Mr. Gardner has introduced a bill requiring Ohio to adopt standards for physical education, building on a proposal pushed by Senate Minority Leader Teresa Fedor (D., Toledo) that failed to pass in the General Assembly.
"It has not occurred in every school or area, but there has been a de-emphasis on physical education," Mr. Gardner said. "Ohio is the only state that doesn't have standards for physical education. We don't have a physical education coordinator, and we have a law that takes effect next week that says for the first time that some students don't have to take physical education as a condition for graduation."
Ms. Fedor said she recently met a mother whose child attends a suburban Cincinnati school that was cutting gym classes for financial reasons.
"Insurance companies, CEOs, and the health-care industry know that physical education in schools, especially in elementary schools, pays off with healthier lifestyles and healthier children," she said.
"It's a good investment," she said.
Through the State Children's Health Insurance Program and Medicaid, Ohio and the federal government provide regular checkups, immunizations, and screenings for such things as lead exposure for children through the age of 18.

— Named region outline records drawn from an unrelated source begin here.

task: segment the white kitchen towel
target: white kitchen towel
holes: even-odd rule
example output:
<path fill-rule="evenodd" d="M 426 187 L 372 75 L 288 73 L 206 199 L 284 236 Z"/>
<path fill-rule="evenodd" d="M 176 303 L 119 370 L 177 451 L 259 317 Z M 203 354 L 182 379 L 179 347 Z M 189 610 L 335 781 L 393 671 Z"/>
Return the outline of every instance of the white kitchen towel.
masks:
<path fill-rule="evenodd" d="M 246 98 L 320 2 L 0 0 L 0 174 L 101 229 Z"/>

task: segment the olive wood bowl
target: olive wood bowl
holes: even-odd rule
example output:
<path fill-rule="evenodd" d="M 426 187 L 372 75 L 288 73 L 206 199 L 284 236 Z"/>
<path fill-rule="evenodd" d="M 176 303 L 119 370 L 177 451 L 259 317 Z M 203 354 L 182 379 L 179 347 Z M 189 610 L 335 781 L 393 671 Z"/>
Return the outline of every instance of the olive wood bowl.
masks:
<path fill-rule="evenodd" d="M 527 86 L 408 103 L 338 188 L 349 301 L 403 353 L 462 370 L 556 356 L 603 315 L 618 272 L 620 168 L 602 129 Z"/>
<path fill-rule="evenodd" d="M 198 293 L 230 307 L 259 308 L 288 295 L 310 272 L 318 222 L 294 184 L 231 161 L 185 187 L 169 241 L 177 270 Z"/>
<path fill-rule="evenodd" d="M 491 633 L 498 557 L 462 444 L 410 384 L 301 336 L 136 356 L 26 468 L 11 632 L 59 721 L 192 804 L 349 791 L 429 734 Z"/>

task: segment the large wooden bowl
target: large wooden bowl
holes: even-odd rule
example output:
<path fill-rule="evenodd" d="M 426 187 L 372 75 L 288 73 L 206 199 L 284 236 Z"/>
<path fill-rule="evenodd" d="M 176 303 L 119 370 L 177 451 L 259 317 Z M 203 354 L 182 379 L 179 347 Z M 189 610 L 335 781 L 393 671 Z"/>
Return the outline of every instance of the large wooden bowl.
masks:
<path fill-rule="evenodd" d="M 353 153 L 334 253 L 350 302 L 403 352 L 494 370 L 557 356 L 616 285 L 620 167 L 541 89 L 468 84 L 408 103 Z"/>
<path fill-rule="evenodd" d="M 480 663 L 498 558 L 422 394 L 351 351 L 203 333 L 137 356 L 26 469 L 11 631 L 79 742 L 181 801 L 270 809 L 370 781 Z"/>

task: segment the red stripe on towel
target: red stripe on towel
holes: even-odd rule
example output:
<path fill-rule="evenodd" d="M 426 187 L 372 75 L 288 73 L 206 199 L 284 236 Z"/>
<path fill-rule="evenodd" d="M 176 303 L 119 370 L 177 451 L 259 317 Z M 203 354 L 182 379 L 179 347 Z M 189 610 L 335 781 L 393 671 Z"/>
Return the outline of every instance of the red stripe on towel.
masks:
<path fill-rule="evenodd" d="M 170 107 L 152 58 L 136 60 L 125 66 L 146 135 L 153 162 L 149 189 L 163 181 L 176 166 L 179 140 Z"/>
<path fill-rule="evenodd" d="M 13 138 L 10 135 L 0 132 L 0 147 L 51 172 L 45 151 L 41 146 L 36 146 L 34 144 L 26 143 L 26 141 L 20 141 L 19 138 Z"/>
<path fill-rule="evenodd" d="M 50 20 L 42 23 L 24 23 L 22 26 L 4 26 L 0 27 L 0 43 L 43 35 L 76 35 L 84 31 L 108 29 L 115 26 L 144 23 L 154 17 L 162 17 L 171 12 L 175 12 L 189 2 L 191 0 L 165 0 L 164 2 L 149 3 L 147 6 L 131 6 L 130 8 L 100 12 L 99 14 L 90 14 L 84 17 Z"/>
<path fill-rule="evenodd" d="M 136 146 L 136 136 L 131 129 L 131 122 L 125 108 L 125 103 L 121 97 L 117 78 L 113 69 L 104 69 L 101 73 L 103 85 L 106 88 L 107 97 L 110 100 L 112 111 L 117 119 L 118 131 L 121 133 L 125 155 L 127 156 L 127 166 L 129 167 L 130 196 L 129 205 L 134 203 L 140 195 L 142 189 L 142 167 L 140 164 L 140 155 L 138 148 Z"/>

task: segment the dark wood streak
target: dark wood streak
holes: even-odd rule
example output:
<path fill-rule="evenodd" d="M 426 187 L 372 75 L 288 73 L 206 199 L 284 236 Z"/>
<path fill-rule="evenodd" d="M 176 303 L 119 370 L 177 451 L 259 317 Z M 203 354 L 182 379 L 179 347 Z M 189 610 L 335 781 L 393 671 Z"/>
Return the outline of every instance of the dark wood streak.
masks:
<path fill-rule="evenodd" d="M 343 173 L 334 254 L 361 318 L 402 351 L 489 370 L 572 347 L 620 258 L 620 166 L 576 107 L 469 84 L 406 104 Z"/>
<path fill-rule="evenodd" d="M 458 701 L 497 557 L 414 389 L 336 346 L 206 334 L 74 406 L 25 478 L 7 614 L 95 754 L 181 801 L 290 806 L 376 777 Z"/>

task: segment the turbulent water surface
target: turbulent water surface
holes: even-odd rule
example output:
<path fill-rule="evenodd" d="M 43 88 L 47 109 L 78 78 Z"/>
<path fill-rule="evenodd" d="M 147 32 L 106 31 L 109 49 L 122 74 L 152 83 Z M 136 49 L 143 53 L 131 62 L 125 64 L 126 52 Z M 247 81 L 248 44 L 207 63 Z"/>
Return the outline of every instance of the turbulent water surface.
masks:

Medicaid also provides prenatal care for pregnant women and preventive services for adults but not to the extent that it does for children.
"Other states have provided additional benefits to consumers as incentives for good-health behaviors," said Lorin Ranbom, a deputy director with the Ohio Department of Job and Family Services.
"For the most part, those rewards have been additional things that Medicaid could cover, such as over-the-counter pharmacy stuff - mouthwash, toothpaste, aspirin," he said.
While Ohio has discussed doing the same, it hasn't moved in that direction yet.
"You have to be able to measure health behaviors on a consumer-specific level, and you need the resources to do that," Mr. Ranbom said. "If it's a weight-loss program, at least you can measure whether people have lost weight or brought their blood pressure or triglycerides under control as a result of physician visits."
Blade politics writer Joshua Boak contributed to this report.